My goal is to see God’s will as my protection not his controlling me or suffocating me. I want to be excited about what he has and stop looking for something better, because ladies and gentlemen God is as GOOD AS IT GETS! AMEN! I will be content today in my situation. I pray I can bring only honor and blessings to my family!

4 Comments:

  • At 6:36 AM, Blogger kpjara said…

    I just picture you wrapped up like a "burrito baby" and all held by God just squiggling and wiggling to free yourself. Or Myself...whichever the case may be.

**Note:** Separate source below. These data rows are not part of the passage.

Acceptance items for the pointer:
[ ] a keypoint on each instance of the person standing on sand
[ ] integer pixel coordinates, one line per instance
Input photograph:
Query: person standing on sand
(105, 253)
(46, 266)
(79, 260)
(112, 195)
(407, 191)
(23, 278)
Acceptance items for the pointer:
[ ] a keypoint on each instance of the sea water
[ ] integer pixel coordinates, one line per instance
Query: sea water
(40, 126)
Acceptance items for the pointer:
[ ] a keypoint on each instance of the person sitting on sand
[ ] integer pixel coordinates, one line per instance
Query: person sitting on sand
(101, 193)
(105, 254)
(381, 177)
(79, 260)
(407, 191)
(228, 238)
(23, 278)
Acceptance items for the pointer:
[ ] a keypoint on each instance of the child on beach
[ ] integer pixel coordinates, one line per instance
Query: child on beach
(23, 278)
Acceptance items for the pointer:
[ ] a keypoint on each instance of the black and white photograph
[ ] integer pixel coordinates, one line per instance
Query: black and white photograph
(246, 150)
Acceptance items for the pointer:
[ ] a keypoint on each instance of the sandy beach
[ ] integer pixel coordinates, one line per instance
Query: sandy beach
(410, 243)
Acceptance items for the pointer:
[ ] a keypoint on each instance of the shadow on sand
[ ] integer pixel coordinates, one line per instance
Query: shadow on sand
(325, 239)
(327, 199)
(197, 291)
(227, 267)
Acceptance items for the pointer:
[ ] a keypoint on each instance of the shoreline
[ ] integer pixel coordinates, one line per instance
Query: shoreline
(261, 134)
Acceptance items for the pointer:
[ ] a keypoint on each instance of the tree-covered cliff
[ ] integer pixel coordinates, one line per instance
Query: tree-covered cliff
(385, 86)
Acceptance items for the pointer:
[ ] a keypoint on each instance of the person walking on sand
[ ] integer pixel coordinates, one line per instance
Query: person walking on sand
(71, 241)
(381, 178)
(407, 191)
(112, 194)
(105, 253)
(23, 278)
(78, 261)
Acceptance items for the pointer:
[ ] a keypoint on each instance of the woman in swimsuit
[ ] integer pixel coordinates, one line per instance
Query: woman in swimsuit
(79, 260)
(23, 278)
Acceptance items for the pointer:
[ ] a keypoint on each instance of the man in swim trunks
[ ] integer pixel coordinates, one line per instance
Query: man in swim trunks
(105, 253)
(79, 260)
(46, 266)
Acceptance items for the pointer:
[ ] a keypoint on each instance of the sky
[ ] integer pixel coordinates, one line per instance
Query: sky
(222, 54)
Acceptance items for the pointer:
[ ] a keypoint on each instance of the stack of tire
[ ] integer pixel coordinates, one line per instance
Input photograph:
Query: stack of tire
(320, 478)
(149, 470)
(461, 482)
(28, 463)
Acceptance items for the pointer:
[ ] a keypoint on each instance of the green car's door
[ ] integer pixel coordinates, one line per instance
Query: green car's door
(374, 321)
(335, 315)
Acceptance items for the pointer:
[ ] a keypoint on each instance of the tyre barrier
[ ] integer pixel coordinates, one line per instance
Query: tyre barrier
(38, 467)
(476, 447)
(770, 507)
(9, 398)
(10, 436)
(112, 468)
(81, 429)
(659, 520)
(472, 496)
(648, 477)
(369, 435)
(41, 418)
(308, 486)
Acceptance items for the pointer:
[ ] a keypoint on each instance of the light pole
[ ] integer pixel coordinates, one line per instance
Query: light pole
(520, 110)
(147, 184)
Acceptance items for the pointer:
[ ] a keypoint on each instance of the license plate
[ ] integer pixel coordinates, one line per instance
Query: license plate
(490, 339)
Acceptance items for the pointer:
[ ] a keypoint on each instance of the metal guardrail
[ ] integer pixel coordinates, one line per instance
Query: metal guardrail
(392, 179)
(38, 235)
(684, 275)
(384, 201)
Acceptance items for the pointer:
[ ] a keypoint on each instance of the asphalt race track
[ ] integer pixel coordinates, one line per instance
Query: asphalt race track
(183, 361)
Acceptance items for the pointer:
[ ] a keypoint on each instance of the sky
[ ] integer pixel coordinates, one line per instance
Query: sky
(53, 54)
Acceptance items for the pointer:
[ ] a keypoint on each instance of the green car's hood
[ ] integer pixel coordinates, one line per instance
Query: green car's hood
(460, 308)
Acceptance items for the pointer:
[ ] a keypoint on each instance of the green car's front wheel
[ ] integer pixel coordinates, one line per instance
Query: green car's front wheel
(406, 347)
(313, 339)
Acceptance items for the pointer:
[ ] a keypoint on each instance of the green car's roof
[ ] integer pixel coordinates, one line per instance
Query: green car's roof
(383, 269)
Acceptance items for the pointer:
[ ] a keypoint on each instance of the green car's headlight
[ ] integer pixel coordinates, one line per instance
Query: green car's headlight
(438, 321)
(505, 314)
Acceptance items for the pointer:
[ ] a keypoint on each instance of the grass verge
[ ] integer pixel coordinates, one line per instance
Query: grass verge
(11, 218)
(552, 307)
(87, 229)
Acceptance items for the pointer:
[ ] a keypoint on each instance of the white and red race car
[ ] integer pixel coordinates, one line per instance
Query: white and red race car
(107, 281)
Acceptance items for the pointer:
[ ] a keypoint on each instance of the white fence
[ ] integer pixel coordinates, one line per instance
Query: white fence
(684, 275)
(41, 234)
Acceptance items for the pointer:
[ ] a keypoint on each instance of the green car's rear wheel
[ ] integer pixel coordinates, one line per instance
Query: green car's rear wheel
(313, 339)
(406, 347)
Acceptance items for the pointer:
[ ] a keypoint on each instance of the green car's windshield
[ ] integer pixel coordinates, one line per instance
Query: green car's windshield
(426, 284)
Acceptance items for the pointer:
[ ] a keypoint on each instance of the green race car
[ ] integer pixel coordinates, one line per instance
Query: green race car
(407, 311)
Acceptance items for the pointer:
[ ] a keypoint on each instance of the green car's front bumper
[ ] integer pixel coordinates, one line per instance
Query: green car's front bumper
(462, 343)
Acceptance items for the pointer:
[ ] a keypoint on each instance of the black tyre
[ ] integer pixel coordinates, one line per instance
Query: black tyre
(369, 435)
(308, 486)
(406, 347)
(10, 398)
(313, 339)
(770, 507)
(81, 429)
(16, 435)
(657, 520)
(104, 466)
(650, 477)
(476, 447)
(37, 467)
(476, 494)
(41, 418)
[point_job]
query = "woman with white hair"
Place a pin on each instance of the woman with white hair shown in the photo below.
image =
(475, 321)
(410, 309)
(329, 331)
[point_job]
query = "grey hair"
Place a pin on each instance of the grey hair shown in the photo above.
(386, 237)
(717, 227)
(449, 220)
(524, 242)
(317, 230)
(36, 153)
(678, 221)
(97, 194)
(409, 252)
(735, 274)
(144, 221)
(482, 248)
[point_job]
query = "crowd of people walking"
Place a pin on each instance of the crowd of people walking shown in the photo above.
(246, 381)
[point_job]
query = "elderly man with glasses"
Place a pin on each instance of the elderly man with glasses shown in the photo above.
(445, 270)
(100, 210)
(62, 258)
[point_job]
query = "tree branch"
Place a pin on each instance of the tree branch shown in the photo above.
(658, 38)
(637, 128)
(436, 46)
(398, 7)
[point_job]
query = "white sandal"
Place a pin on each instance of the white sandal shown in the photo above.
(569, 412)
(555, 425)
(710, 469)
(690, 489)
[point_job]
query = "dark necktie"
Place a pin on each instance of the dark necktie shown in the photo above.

    Just remember that God is maturing you and enabling you to leave the "burrito" and know He will never leave you nor forsake you...while he's not carrying you, he IS right there with you!

     
  • At 9:42 AM, Blogger Diane Viere said…

    What I good analogy of trust! Brilliant!

    Diane

     
  • At 9:43 AM, Blogger great2beme said…

    Kim a burrito? Couldn't you pick a more put together food that isn't ugly and messy? Oh wait that is life sometimes ugly and messy nevermind it is a good comparison.

     
  • At 9:45 AM, Blogger great2beme said…

    Diane,
    He is keeping me so close right now that I can't help but know it is going to be okay no matter what happens in life. It hurts sometimes or frustrates but in his loving care we are all going to be ok!